Kinami Shinichi, Kosaka Takeo
Department of Surgical Oncology, Kanazawa Medical University, Kahoku, Japan.
Transl Gastroenterol Hepatol. 2017 May 9;2:42. doi: 10.21037/tgh.2017.05.02. eCollection 2017.
Currently, the most accurate method for identifying lymph node metastasis is intraoperative diagnosis by sentinel node (SN) biopsy. Based on the SNNS study-a recent large-scale, nationwide, multicenter prospective study-the SN concept seems to be scientifically valid in patients with early gastric cancer. SN biopsy is a multistep technique consisted of six essential elements: indication, the selection of a tracer, a proper tracer injection method, the objective detection of SNs, a reliable biopsy technique, and the precise detection of nodal metastasis. For SN biopsy of gastric cancer, these elements have been validated as follows: the indication should be limited to clinical T1 less than 4 cm in diameter; combination mapping with radioactive colloid and blue dye is used as the standard; and endoscopic submucosal injection is the standard tracer injection. Detection of SNs and a reliable biopsy technique are enabled by adaptation of lymphatic basin dissection, a proper biopsy technique for gastric cancer. Lymphatic basin dissection is a selective lymphadenectomy procedure for dissecting basins , collecting lymph nodes and lymphatic vessels stained with dye. Lymphatic basin dissection is superior to the ordinary pick-up method, not only for minimizing the rate of missed SNs, but also in terms of oncological safety as it complements an intraoperative frozen section diagnosis by serving as a backup dissection. Moreover, indocyanine green (ICG) fluorescence mapping has been developed in recent years. ICG fluorescence mapping is superior because of its high sensitivity and signal stability. Moreover, it is feasible for both open and laparoscopic gastrectomy in treating early gastric cancer. SN biopsy has brought dramatic changes to laparoscopic surgery for early gastric cancer. With laparoscopic SN biopsy using ICG fluorescence navigation, laparoscopic surgery for early gastric cancer has changed from the uniform standard gastrectomy with D1+ into a tailor-made function-preserving surgical procedure, such as local resection with lymphatic basin dissection.

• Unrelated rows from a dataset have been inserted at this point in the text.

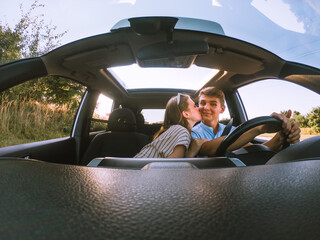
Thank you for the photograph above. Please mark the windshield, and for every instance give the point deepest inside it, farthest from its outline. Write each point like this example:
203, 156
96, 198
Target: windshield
133, 77
289, 28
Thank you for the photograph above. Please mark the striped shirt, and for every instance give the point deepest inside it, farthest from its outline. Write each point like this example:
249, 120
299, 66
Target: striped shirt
164, 145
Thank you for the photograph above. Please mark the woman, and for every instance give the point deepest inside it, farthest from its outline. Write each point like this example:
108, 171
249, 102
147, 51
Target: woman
173, 139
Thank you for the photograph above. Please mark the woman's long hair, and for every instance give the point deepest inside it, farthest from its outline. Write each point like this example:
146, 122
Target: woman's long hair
173, 114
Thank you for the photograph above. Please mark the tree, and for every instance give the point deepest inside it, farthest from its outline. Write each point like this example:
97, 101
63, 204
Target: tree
32, 37
302, 120
314, 119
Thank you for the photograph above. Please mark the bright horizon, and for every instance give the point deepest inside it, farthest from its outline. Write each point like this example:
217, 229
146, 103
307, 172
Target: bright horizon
81, 20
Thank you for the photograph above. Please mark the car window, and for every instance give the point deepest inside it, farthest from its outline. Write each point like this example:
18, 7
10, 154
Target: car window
267, 96
40, 109
101, 113
153, 115
157, 116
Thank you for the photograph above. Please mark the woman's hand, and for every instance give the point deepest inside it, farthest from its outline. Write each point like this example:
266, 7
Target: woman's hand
195, 147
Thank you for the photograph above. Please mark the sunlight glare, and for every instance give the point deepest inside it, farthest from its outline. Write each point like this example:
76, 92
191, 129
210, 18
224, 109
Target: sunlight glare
135, 77
280, 13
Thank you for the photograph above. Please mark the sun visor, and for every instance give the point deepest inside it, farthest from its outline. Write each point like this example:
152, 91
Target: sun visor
109, 56
230, 61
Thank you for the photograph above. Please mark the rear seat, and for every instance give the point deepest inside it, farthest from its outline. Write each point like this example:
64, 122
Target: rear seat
121, 139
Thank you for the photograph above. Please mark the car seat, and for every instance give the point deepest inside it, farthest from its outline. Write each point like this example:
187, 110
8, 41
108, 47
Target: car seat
121, 139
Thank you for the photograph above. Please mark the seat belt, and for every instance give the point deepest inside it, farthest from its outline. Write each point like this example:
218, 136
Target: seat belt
227, 128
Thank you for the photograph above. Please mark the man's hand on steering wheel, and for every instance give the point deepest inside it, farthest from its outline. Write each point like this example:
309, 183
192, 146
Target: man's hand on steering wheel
290, 130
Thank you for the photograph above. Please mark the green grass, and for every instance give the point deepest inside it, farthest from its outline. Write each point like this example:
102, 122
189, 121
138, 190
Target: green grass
29, 121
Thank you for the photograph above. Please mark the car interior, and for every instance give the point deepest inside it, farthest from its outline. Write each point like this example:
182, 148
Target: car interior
89, 184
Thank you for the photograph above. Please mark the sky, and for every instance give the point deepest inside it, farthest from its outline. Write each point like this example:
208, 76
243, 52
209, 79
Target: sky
275, 21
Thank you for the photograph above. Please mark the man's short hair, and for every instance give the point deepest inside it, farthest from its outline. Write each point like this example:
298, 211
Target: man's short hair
213, 92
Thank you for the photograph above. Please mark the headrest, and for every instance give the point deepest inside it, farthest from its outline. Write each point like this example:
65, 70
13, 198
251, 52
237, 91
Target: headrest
122, 119
140, 120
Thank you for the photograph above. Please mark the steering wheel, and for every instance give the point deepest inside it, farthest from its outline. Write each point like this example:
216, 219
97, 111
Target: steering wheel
242, 128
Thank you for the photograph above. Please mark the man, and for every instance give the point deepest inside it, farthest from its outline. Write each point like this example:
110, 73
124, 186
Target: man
211, 105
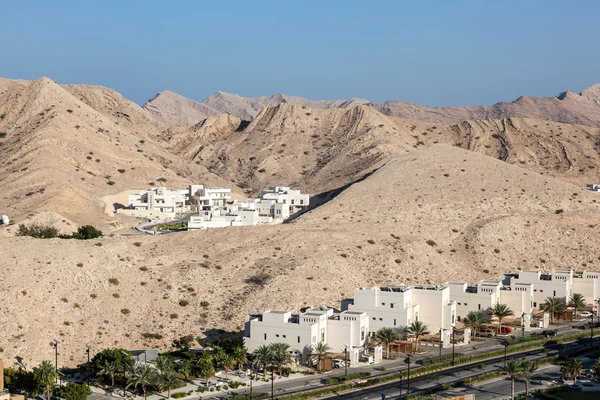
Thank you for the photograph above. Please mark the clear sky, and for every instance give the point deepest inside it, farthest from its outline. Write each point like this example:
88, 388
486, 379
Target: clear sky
446, 52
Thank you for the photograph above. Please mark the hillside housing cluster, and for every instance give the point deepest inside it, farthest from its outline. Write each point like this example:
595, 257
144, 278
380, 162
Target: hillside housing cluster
440, 307
215, 207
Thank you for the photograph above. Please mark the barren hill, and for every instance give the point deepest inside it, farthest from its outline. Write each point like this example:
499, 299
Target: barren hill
64, 148
437, 213
567, 107
176, 110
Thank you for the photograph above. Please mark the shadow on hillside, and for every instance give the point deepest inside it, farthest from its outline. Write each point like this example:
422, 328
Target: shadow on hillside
324, 197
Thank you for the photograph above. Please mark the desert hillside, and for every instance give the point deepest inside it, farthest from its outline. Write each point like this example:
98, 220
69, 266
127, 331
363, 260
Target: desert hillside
63, 148
435, 214
567, 107
175, 110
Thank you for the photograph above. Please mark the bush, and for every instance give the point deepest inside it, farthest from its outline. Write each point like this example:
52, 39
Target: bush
37, 231
74, 391
259, 279
87, 232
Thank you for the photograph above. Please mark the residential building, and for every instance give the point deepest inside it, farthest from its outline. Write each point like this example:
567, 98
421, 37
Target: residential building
302, 331
399, 306
159, 200
587, 283
558, 283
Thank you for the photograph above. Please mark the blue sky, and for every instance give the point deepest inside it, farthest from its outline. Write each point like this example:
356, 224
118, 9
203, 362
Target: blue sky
429, 52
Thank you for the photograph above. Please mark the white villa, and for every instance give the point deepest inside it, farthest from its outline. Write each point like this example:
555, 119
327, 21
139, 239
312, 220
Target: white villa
439, 307
274, 205
348, 329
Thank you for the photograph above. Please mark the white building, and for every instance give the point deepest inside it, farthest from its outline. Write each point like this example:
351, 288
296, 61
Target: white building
159, 200
399, 306
275, 205
558, 283
302, 331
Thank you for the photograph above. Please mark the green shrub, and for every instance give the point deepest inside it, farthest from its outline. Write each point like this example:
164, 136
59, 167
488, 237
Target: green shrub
37, 231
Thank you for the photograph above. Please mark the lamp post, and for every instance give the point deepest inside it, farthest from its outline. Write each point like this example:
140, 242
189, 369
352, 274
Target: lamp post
453, 341
55, 344
407, 376
345, 360
272, 380
88, 349
592, 331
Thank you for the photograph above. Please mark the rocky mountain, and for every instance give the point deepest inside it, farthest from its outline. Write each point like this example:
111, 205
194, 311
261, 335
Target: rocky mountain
175, 110
433, 214
567, 107
64, 147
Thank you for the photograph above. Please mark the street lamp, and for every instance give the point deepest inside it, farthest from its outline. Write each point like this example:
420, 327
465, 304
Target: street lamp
345, 360
407, 376
453, 341
88, 349
55, 344
505, 344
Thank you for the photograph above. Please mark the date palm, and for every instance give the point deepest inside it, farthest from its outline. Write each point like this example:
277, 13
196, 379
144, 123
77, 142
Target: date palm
227, 362
240, 355
417, 328
501, 311
528, 368
387, 336
168, 380
318, 353
474, 320
145, 375
514, 369
280, 355
263, 357
45, 375
110, 369
554, 306
577, 301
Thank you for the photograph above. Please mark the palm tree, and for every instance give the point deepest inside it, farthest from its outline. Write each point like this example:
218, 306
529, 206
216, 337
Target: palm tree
387, 336
527, 370
164, 363
227, 362
596, 369
110, 369
240, 355
168, 380
145, 375
474, 320
185, 369
575, 367
45, 375
501, 311
417, 328
318, 353
280, 355
263, 357
205, 368
554, 306
512, 368
577, 301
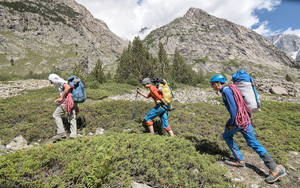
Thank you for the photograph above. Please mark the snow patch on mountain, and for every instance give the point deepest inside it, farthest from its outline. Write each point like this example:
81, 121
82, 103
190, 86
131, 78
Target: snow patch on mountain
295, 53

目前,识别淋巴结转移最准确的方法是通过前哨淋巴结(SN)活检进行术中诊断。基于SNNS研究——一项近期的大规模、全国性、多中心前瞻性研究——SN概念在早期胃癌患者中似乎具有科学依据。SN活检是一种包含六个基本要素的多步骤技术:适应证、示踪剂的选择、合适的示踪剂注射方法、SN的客观检测、可靠的活检技术以及淋巴结转移的精确检测。对于胃癌的SN活检,这些要素已得到如下验证:适应证应限于直径小于4 cm的临床T1期;放射性胶体和蓝色染料联合定位作为标准方法;内镜下黏膜下注射作为标准的示踪剂注射方法。通过采用淋巴引流区清扫术(一种适用于胃癌的合适活检技术),能够实现SN的检测和可靠的活检技术。淋巴引流区清扫术是一种选择性淋巴结切除术,用于清扫引流区、收集被染料染色的淋巴结和淋巴管。淋巴引流区清扫术优于普通的摘取方法,不仅能将漏诊SN的发生率降至最低,而且在肿瘤学安全性方面也更具优势,因为它作为备用清扫术补充了术中冰冻切片诊断。此外,近年来还开发了吲哚菁绿(ICG)荧光定位技术。ICG荧光定位技术因其高灵敏度和信号稳定性而更具优势。此外,它在早期胃癌的开放和腹腔镜胃切除术中均可行。SN活检给早期胃癌的腹腔镜手术带来了巨大变化。通过使用ICG荧光导航的腹腔镜SN活检,早期胃癌的腹腔镜手术已从统一的标准D1 +根治性胃切除术转变为量身定制的保留功能的手术方式,如局部切除联合淋巴引流区清扫术。